The frustrations of golf. From short to long game, the physical and psychological demands, consistency is a combination of multiple factors. This is why so many top professionals have a specific putting coach. Callum Gould travelled to Formby to sit down with one of the best in the business.
Tucked away in the corner of the pro shop at Formby Hall Golf Resort and Spa sit a couple of unassuming rooms. To most these rooms aren’t anything special, but this is where some of the most talented golfers of all time have come to refine their putting skills.
These rooms are home to Phil Kenyon Putting, the base for two of golfs best putting coaches, Kenyon and his right-hand man Mike Kanski. The secret to the company’s success Kanski says is down to him and Phil “complementing each other well” and “being good friends.”
Even if his boss is more renowned, Kanski is also highly regarded as one of the best coaches in the business. With a stable that includes former major champion Martin Kaymer and multiple DP World Tour winner Matt Wallace, the Southport native is well respected in his own right.
It was as a member at a local club that he became friends with Kenyon, who then invited him to become a coach in “the lab” at his company in 2011.
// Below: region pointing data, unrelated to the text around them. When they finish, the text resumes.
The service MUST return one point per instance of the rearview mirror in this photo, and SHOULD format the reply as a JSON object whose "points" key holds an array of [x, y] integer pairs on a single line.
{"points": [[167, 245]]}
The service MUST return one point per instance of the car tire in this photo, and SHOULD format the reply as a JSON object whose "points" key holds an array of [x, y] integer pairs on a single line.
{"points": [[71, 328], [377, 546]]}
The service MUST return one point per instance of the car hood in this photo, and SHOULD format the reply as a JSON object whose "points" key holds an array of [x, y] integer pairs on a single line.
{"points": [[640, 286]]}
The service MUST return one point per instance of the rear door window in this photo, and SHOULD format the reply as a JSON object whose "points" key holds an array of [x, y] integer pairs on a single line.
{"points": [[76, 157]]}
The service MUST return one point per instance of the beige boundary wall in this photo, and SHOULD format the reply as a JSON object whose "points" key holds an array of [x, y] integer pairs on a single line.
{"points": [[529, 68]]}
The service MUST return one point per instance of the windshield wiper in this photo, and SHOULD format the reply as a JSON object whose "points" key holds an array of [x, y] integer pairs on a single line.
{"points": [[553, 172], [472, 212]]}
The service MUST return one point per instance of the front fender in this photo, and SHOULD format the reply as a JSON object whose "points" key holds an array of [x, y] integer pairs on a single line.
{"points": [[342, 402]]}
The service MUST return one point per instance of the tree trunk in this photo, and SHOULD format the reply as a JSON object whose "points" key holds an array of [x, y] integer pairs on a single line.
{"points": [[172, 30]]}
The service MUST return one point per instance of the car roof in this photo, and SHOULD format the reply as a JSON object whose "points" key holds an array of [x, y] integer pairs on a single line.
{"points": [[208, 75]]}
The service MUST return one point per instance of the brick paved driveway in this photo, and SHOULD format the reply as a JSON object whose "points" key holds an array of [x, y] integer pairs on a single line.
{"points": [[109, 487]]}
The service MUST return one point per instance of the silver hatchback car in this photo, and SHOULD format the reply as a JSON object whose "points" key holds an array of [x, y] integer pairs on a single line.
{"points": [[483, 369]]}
Kanski, 41, had not thought about coaching in such a specific area as putting when he got his PGA Pro license. He said: “I never went out to be a putting coach. Being friends with Phil meant the role just sort of fell into my lap.”
This led to him working behind closed doors for three years. Then in 2014 Kenyon wanted his understudy to get out and coach players on tour. This is where the approachable Kanski found out the hard way the difference between coaching at the putting centre and in tournaments.
He explained: “I didn’t realise out at a tournament how much of it was more mental coaching. I heard Phil talking about it, and I thought ‘yeah, I can do that.’
“ All the stuff I had been doing at the centre wasn’t as important. It was more reassuring my players about their technique if they had a poor round putting.”
Data is also key to his job and over the past five years players and coaches have put more emphasis on looking at strokes gained putting. For Kanski this is something those under his tutelage excel at with most of his players being in the top 100 on the DP World Tour.
Hung on the walls around the putting area, where the likes of Rory Mcilroy and Justin Rose have stood, are flags from The Open signed by Kenyon’s students and other pieces of player memorabilia. In the corner is Kanski’s personal area of accomplishments where he has a picture of one of his pupils, professional Andy Sullivan, winning on tour.
This is an achievemant Kanski is clearly proud of even if he does not take credit for it.
He said: “I don’t think there’s one standout moment. When someone wins, I go ‘well I’m kind of a part of that,’ but the player’s won, it’s not on me, I don’t feel a massive personal achievement.”
The goal for Kanski now is to add to the list of major winners that have honed their putting technique in a room that’s hidden away at the back of a pro shop in Formby.